Posiłki to bardzo ważna część każdego dnia – przyrządzane potrawy powinny łączyć w sobie smak i aspekty zdrowotne, a przy tym nie być zanadto tuczące i ciężkostrawne. Każdego dnia reklamy i społeczne ogłoszenia przestrzegają przed wieloma czynnikami, które mają wpływ na wcześniejsze zawały serca albo choroby wieńcowe. I trzeba przyznać, że wśród wielu rodzajów mięs, to drób przoduje w jakości i, przynajmniej w europejskich regionach, ilości sprzedanych ton.
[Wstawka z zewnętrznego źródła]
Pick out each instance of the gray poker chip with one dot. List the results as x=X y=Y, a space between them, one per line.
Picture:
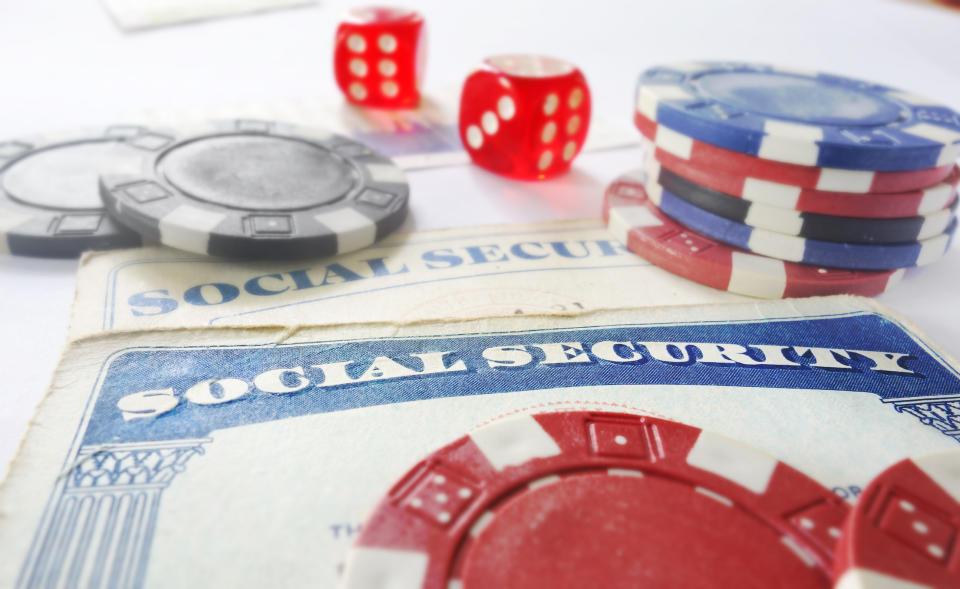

Ferma drobiu, czyli miejsce, gdzie trzymane są kury, to wysoka hala z odpowiednimi dla zwierząt przegródkami – zazwyczaj wiąże się ona ze sposobem na hodowanie, który posiada swoją fachową nazwę ( chów ściółkowy kur), i który polega na tym, że żywy inwentarz może swobodnie spacerować po wydzielonej przestrzeni. I chociaż nie ma dostępu do świeżego powietrza, chów ściółkowy przedstawia się zdecydowanie lepiej od jego powoli wycofywanego zastępcy – chowu klatkowego.
W odróżnieniu od klatek, chów ściółkowy pozwala na humanitarne traktowanie zwierząt, rzecz jasna nie tak jak w zagrodach ekologicznych, ale wciąż znośnie i wystarczająco.
Być może właśnie dlatego, ogólnoświatowa hodowla drobiu przestawia się na ten system, a olbrzymie koncerny odchodzą od innych, mniej bezpiecznych i coraz bardziej krytykowanych koncepcji. To bardzo ważne, bo ostatnimi czasy liczba klientów rezygnujących z produktu z uwagi na nieprawidłowy według nich chów znacząco wzrosła, a trendy pokazują, że zmienia się również podejście szarego konsumenta, który chciałby, aby jego drób smakował jak najlepiej i nie był naszpikowany hormonami.